Because I am quiet and do not find everything to be funny, I have been designated, mostly by men and by others who value the qualities associated with being one, as uptight, reserved, not an easy laugh, and even, as one put it, psychically “starved.” I’m compelled to defend myself here by saying that if you tell me a joke that involves any solid, liquid, or gas escaping the knit of an asshole (if it is not rooted in misogyny or otherwise cruel), I’ll laugh. But here I see horror. I see self-abuse and sickness and flippancy. I see bulimia sped up.  

In parables (more than a comedy sketch or propaganda, this section of The Meaning of Life is a parable), violence befalling someone is shorthand for “lesson learned.” The point of the telling is for the listeners learn the lesson, too. But reduced to shorthand, the lesson, unless one knows it already, isn’t always discernable. A few days ago I watched an episode of The Office in which Will Ferrell’s character, as the office boss, ignores and belittles the women who work for him. I don’t need fiction to show me this, and I was ready to skip the episode, but then Alec said, “Are you sure you don’t want to finish it? In the end he gets what’s coming to him.” After being challenged to a basketball game, Ferrell’s character is too clingy with the dunk, and the hoop and stand tip over, putting him into a coma of indeterminable length. He was certainly punished for something. But what was the lesson of the parable, if one doesn’t already know it? The lesson seems to be that one should always check if the hoop is bolted to the ground before dunking like that.  
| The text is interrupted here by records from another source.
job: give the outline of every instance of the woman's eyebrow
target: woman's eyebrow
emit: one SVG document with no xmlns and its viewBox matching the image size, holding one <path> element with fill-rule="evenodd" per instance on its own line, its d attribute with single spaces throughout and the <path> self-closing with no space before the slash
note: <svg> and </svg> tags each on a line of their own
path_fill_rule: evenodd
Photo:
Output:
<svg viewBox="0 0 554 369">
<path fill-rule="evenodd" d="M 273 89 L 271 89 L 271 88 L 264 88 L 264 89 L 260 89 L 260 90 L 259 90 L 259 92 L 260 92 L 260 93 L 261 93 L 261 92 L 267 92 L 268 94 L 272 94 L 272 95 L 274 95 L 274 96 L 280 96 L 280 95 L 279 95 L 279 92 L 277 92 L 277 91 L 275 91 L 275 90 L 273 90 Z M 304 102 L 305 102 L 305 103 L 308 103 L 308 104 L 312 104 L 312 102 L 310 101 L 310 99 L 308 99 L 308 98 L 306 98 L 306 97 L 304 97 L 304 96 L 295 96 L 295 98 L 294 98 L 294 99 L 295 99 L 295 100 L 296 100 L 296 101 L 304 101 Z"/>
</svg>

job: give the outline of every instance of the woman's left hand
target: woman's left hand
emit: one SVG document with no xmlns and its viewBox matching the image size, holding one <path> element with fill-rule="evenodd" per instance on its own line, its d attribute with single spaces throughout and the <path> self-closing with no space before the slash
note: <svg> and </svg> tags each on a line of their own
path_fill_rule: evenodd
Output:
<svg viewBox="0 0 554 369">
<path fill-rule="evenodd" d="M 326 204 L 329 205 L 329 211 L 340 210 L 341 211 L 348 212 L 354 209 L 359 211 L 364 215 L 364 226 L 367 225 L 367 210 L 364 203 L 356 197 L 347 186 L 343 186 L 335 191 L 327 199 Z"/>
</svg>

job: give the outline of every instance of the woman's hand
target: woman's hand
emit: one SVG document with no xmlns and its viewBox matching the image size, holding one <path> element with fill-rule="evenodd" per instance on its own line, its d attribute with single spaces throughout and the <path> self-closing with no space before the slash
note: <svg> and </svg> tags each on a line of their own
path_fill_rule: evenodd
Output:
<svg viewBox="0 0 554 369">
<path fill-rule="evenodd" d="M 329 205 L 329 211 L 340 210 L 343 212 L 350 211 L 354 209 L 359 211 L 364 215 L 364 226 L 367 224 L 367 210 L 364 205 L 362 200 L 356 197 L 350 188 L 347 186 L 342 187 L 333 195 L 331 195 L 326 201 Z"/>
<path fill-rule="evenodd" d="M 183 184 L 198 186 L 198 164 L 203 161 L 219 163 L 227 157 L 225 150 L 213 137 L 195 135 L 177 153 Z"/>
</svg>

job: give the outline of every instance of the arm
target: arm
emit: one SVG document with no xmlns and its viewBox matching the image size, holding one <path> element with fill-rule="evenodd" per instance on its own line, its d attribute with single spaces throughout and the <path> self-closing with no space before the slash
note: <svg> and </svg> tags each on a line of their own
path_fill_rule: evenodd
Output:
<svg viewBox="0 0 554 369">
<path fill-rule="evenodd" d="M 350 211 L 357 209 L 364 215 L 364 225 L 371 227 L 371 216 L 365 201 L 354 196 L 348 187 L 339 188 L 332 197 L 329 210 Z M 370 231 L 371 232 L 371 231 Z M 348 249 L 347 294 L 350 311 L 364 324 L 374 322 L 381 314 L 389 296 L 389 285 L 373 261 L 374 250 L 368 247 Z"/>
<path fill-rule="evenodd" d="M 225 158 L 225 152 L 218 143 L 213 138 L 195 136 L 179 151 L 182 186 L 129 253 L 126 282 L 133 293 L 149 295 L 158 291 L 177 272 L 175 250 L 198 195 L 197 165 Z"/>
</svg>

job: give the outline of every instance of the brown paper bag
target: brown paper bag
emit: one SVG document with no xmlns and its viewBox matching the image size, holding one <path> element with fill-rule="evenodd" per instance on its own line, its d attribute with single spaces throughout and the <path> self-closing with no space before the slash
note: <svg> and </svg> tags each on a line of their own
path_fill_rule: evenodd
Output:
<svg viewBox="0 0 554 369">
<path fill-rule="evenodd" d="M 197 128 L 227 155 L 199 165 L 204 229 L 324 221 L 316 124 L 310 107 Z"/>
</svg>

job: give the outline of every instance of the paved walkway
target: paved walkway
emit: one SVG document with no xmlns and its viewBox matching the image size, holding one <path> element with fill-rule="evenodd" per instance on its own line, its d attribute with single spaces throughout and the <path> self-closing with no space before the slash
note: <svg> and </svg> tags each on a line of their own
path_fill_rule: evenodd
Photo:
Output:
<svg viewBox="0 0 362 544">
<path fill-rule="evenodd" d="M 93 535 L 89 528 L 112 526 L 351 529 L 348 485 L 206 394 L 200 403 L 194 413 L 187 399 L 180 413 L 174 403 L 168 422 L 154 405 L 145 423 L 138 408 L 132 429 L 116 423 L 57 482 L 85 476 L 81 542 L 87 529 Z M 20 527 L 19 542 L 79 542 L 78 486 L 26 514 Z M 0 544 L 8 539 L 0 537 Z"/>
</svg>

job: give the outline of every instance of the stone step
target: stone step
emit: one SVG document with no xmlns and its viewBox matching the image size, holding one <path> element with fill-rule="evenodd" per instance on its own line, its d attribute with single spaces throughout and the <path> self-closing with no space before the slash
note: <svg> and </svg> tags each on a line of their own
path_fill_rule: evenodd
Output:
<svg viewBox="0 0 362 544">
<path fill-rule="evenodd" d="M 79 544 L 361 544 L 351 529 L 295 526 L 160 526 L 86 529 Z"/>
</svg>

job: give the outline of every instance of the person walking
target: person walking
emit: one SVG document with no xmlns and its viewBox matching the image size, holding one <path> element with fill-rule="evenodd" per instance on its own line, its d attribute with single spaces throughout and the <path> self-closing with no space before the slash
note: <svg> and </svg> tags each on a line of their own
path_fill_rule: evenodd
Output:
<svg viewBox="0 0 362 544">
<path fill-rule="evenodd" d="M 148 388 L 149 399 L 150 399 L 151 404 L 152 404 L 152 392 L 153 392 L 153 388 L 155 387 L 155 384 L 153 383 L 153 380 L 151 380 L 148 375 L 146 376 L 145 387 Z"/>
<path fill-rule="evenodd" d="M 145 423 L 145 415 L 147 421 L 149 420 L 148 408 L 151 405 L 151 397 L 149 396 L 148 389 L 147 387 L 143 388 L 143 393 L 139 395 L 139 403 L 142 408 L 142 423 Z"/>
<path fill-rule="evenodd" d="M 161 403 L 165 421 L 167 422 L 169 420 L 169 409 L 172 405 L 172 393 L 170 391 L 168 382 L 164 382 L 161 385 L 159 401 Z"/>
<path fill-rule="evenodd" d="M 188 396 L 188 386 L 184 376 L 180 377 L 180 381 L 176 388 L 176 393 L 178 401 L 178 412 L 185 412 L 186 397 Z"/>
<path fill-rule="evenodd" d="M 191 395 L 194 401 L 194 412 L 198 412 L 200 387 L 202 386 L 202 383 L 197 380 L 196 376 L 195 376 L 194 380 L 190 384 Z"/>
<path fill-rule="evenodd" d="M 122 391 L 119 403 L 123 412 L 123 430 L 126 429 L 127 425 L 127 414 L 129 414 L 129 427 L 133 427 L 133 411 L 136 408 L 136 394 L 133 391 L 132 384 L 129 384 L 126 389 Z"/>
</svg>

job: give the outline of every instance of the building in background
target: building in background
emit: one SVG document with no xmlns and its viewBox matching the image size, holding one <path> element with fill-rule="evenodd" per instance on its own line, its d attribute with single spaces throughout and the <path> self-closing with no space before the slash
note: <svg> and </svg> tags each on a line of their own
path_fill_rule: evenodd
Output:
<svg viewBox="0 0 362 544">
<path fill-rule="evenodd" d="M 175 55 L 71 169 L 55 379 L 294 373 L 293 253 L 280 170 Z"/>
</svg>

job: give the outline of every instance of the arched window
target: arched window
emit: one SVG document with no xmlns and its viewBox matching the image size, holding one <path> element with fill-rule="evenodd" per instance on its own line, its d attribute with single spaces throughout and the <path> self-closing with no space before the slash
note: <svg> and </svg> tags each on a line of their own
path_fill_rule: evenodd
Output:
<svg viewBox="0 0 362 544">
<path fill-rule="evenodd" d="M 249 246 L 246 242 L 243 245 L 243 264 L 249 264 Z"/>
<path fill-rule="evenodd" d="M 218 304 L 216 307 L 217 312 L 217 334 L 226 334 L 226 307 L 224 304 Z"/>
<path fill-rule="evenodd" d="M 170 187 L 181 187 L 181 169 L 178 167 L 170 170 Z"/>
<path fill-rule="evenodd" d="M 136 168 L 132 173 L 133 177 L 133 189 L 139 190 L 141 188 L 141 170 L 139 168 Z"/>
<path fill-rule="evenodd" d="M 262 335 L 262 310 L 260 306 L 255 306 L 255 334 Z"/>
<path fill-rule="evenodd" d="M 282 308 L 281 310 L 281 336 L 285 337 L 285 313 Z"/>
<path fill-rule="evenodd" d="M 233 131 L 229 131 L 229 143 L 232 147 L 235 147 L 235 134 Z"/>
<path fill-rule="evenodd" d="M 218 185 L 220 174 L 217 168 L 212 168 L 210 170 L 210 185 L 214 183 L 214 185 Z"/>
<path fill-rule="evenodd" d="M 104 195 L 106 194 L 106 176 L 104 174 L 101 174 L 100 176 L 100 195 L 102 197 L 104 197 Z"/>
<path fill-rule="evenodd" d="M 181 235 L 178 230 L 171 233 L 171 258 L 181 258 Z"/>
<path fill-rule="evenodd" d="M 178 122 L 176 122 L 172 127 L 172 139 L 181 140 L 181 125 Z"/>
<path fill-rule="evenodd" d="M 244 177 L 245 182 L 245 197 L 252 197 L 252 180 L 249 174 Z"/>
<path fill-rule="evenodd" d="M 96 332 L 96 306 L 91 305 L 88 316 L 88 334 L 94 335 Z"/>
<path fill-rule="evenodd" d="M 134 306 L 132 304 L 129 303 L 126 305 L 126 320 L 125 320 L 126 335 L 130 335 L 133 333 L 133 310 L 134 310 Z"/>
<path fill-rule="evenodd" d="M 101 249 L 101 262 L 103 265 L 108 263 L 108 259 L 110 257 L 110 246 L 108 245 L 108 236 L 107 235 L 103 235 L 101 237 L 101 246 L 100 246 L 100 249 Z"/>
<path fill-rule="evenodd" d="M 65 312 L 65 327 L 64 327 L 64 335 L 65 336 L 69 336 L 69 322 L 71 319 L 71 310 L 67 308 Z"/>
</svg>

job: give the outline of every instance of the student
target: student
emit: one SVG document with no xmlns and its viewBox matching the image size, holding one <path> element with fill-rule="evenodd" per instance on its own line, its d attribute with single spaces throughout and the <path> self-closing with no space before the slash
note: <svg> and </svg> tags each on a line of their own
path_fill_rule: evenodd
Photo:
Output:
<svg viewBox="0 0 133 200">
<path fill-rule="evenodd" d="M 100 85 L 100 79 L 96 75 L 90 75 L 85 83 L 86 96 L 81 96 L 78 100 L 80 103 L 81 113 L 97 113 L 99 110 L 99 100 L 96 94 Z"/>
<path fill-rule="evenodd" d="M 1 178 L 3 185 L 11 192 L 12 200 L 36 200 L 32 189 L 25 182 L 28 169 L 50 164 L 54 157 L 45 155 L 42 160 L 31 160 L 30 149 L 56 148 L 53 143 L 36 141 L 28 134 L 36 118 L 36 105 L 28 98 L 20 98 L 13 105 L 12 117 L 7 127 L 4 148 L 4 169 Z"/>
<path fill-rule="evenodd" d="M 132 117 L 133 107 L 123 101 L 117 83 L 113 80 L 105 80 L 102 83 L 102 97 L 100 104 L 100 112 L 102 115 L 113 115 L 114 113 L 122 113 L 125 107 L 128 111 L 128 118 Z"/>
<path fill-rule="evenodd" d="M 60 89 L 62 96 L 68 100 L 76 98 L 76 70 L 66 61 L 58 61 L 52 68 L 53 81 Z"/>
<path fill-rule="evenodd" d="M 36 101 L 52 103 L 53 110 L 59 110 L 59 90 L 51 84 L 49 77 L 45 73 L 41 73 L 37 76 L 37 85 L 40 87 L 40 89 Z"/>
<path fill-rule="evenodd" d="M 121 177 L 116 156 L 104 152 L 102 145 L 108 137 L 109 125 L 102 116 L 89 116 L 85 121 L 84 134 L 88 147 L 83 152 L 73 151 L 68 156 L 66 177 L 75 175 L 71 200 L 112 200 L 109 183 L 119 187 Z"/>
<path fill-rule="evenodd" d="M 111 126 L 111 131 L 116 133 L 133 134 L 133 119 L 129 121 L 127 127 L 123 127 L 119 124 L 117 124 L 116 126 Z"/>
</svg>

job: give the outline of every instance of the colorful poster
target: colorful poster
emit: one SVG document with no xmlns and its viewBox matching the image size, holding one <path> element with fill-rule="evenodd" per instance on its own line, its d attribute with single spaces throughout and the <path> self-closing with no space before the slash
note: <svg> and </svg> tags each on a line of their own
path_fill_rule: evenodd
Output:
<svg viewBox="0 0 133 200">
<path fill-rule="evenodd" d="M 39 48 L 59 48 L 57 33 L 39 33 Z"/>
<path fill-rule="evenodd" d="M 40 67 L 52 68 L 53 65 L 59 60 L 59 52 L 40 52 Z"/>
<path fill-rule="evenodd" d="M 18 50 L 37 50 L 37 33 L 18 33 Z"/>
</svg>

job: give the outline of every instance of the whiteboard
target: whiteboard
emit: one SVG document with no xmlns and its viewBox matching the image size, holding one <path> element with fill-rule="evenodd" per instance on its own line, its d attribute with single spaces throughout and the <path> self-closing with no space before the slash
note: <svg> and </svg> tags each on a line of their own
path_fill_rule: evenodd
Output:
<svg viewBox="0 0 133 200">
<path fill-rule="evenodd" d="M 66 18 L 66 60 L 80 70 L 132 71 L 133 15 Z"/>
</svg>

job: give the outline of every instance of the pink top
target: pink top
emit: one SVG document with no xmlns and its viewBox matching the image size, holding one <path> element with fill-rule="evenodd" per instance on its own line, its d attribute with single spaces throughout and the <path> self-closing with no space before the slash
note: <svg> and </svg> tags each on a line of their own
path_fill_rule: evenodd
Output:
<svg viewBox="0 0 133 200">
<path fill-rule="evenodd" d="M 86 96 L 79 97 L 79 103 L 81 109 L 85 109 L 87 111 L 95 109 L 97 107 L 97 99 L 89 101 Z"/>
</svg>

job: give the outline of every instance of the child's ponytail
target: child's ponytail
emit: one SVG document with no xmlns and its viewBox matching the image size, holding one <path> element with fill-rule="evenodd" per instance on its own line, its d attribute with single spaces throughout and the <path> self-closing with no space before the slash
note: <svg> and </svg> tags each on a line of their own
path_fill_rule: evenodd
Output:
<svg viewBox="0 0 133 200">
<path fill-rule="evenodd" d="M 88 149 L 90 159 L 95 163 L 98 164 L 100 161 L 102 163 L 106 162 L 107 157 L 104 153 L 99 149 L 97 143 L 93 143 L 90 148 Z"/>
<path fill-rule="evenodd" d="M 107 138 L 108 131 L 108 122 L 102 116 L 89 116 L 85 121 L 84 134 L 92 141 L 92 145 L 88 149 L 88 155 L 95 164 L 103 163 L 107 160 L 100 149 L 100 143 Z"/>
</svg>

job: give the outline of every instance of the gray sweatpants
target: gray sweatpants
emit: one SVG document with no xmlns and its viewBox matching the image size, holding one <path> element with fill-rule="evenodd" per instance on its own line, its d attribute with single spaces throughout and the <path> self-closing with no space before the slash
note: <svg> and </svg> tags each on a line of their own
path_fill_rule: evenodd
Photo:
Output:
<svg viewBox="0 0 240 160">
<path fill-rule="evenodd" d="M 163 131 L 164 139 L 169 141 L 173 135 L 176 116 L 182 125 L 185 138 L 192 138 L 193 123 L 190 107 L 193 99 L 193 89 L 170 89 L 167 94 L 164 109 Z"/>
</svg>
Because the violence that befalls him bears a mirror-resemblance to what he’s done, Mr. Creosote appears to get “what’s coming to him” in the strictest sense, and it would seem to follow that the lesson is easily discernable. Mr. Creosote eats irresponsibly, and he explodes. The complicating aftermath is that, in the same way he binges through his sickness, he endures, and, implied in the casualness with which the violence is received, will persist. Mr. Creosote appears to be immune to real and final consequence. Unless the consequence is implicit and universal: the sketch itself. Mr. Creosote’s very existence is his own punishment, and along with it, an enduring hatred from the characters with which he shares the scene and the viewers each time it’s viewed. But wouldn’t that make the writers of the sketch—the ones who took the bare bones of a fat man with an eating disorder and lathered him with depravity—responsible for the wrongdoing, if the creation is so vile that it embodies not only crime but also punishment? I don’t know. We don’t really care. We wanted to see him reach the brink and explode.